- Etymology: Spanish, "salty river"

Location
- Country: United States
- State: New Mexico
- County: Socorro, Catron

Physical characteristics
- Source: Northeast Catron County
- • coordinates: 34°29′44″N 107°53′30″W﻿ / ﻿34.49556°N 107.89167°W
- • elevation: 7,990 ft (2,440 m)
- Mouth: Rio Grande
- • location: North of Socorro
- • coordinates: 34°16′23″N 106°51′31″W﻿ / ﻿34.27306°N 106.85861°W
- • elevation: 4,678 ft (1,426 m)
- Length: 86 mi (138 km)

= Rio Salado (New Mexico) =

The Rio Salado is a tributary of the Rio Grande in the U.S. state of New Mexico.
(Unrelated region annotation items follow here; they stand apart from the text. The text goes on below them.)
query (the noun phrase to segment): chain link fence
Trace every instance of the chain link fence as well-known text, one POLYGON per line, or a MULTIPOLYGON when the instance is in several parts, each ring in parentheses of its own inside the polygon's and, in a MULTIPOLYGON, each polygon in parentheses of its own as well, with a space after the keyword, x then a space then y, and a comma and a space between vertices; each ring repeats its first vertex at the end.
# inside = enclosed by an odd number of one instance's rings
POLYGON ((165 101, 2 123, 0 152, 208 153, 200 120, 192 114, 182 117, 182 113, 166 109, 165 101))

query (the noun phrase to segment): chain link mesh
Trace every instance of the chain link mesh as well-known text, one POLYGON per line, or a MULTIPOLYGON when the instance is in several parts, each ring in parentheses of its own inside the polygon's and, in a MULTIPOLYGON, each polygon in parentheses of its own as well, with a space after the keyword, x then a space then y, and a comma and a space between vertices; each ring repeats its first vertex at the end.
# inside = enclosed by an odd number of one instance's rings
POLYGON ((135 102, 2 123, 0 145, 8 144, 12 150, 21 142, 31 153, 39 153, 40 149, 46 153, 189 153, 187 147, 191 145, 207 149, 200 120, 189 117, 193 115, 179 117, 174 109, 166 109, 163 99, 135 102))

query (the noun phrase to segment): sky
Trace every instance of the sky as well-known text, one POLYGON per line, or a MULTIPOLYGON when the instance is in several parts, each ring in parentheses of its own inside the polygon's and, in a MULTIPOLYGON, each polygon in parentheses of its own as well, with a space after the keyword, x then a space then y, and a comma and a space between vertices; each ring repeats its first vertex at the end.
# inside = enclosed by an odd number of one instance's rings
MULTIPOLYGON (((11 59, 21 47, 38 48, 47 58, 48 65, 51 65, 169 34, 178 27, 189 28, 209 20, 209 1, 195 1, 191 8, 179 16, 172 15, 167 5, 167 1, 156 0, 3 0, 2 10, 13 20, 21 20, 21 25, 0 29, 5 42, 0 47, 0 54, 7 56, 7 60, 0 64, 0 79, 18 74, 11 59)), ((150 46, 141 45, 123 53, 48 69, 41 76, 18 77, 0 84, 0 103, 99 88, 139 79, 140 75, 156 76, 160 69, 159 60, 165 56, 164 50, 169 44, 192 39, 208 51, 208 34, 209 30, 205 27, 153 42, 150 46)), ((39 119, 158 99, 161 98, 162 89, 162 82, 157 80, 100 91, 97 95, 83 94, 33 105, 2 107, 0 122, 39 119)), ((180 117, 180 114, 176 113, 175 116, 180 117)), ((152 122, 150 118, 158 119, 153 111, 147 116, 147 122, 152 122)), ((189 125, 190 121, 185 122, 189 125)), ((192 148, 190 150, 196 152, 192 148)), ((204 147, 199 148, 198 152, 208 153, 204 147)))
From its source in northeast Catron County it flows about 86 mi generally east to join the Rio Grande just north of Polvadera and about 15 mi north of Socorro. The name Río Salado is Spanish for "salty river".

==Course==
The Rio Salado originates in northeastern Catron County. It flows east, then north, then southeast through Cow Spring Canyon. It is joined by Miguel Chavez Canyon from the north, which it then flows through, turning eastward. Kicking Bear Wash joins from the north, after which the Rio Salado enters Socorro County. It continues to flow east through Miguel Chavez Canyon, collecting minor tributaries. A longer tributary, Alamocita Creek, joins from the southwest. Then Gallegos Creek joins from the north. Rio Salado passes between Table Mountain and Tres Hermanos Mesa. Alamo Creek and Jaralosa Creek join from the south, then Cottonwood Draw from the north. Rio Salado then passes by Puertecito, after which it is joined by Cañada Bonita from the north. It continues to flow east, joined by a number of minor tributaries flowing from the Bear Mountains and Ladron Peak. As Rio Salado passes through the Sevilleta National Wildlife Refuge it is joined by La Jenica Creek, Silver Creek, and Arroyo Rendija, from the south, and Cañada Popotosa and Arroyo Tio Lino from the north. Rio Salado empties into the Rio Grande just north of Polvadera, about 15 mi north of Socorro.

Along its course the Rio Salado passes along the northern edge of the Cibola National Forest.